Is spark.driver.memory per Job or shared across jobs? You should do load testing before setting this?

Thanks & regards

On Sun, Mar 24, 2019 at 3:09 PM Pat Ferrel <pat@occamsmachete.com> wrote:

2 Slaves, one of which is also Master.

Node 1 & 2 are slaves. Node 1 is where I run start-all.sh.

The machines both have 60g of free memory (leaving about 4g for the master process on Node 1). The only constraint to the Driver and Executors is spark.driver.memory = spark.executor.memory = 60g

BTW I would expect this to create one Executor, one Driver, and the Master on 2 Workers.

From: Andrew Melo <andrew.melo@gmail.com>
Reply: Andrew Melo <andrew.melo@gmail.com>
Date: March 24, 2019 at 12:46:35 PM
To: Pat Ferrel <pat@occamsmachete.com>
Cc: Akhil Das <akhld@hacked.work>, user <user@spark.apache.org>
Subject:  Re: Where does the Driver run?

Hi Pat,

On Sun, Mar 24, 2019 at 1:03 PM Pat Ferrel <pat@occamsmachete.com> wrote:
Thanks, I have seen this many times in my research. Paraphrasing docs: “in deployMode ‘cluster' the Driver runs on a Worker in the cluster”

When I look at logs I see 2 executors on the 2 slaves (executor 0 and 1 with addresses that match slaves). When I look at memory usage while the job runs I see virtually identical usage on the 2 Workers. This would support your claim and contradict Spark docs for deployMode = cluster.

The evidence seems to contradict the docs. I am now beginning to wonder if the Driver only runs in the cluster if we use spark-submit????

Where/how are you starting "./sbin/start-master.sh"?


From: Akhil Das <akhld@hacked.work>
Reply: Akhil Das <akhld@hacked.work>
Date: March 23, 2019 at 9:26:50 PM
To: Pat Ferrel <pat@occamsmachete.com>
Cc: user <user@spark.apache.org>
Subject:  Re: Where does the Driver run?

If you are starting your "my-app" on your local machine, that's where the driver is running.


On Sun, Mar 24, 2019 at 4:13 AM Pat Ferrel <pat@occamsmachete.com> wrote:
I have researched this for a significant amount of time and find answers that seem to be for a slightly different question than mine.

The Spark 2.3.3 cluster is running fine. I see the GUI on “http://master-address:8080", there are 2 idle workers, as configured.

I have a Scala application that creates a context and starts execution of a Job. I *do not use spark-submit*, I start the Job programmatically and this is where many explanations forks from my question.

In "my-app" I create a new SparkConf, with the following code (slightly abbreviated):

      conf.set(“deployMode”, “cluster”)
      // other settings like driver and executor memory requests
      // the driver and executor memory requests are for all mem on the slaves, more than 
      // mem available on the launching machine with “my-app"
      val jars = listJars(“/path/to/lib")
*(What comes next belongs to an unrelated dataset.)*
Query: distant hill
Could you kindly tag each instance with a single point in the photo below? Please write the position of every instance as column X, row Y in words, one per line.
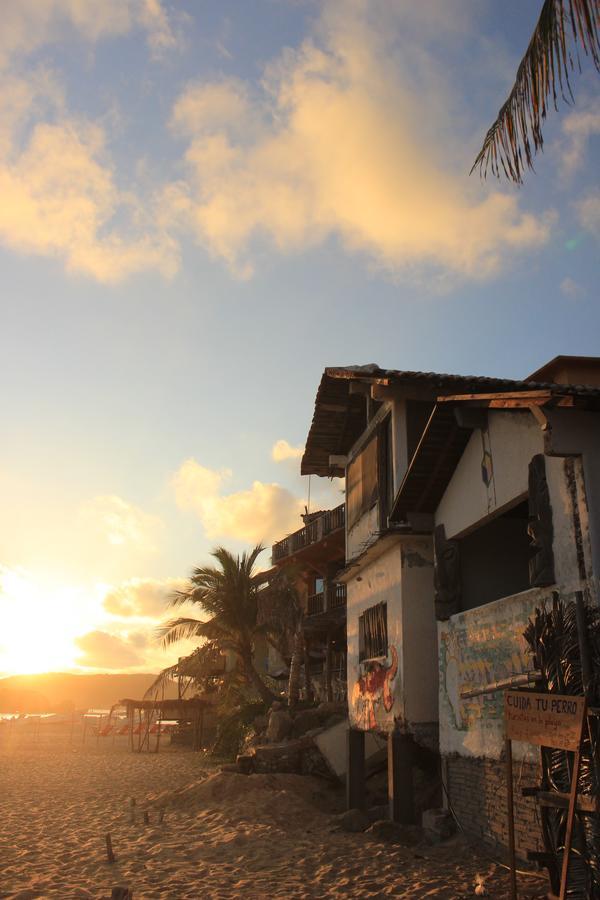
column 58, row 691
When I launch the job I see 2 executors running on the 2 workers/slaves. Everything seems to run fine and sometimes completes successfully. Frequent failures are the reason for this question.

Where is the Driver running? I don’t see it in the GUI, I see 2 Executors taking all cluster resources. With a Yarn cluster I would expect the “Driver" to run on/in the Yarn Master but I am using the Spark Standalone Master, where is the Drive part of the Job running?

If is is running in the Master, we are in trouble because I start the Master on one of my 2 Workers sharing resources with one of the Executors. Executor mem + driver mem is > available mem on a Worker. I can change this but need so understand where the Driver part of the Spark Job runs. Is it in the Spark Master, or inside and Executor, or ???

The “Driver” creates and broadcasts some large data structures so the need for an answer is more critical than with more typical tiny Drivers.

Thanks for you help!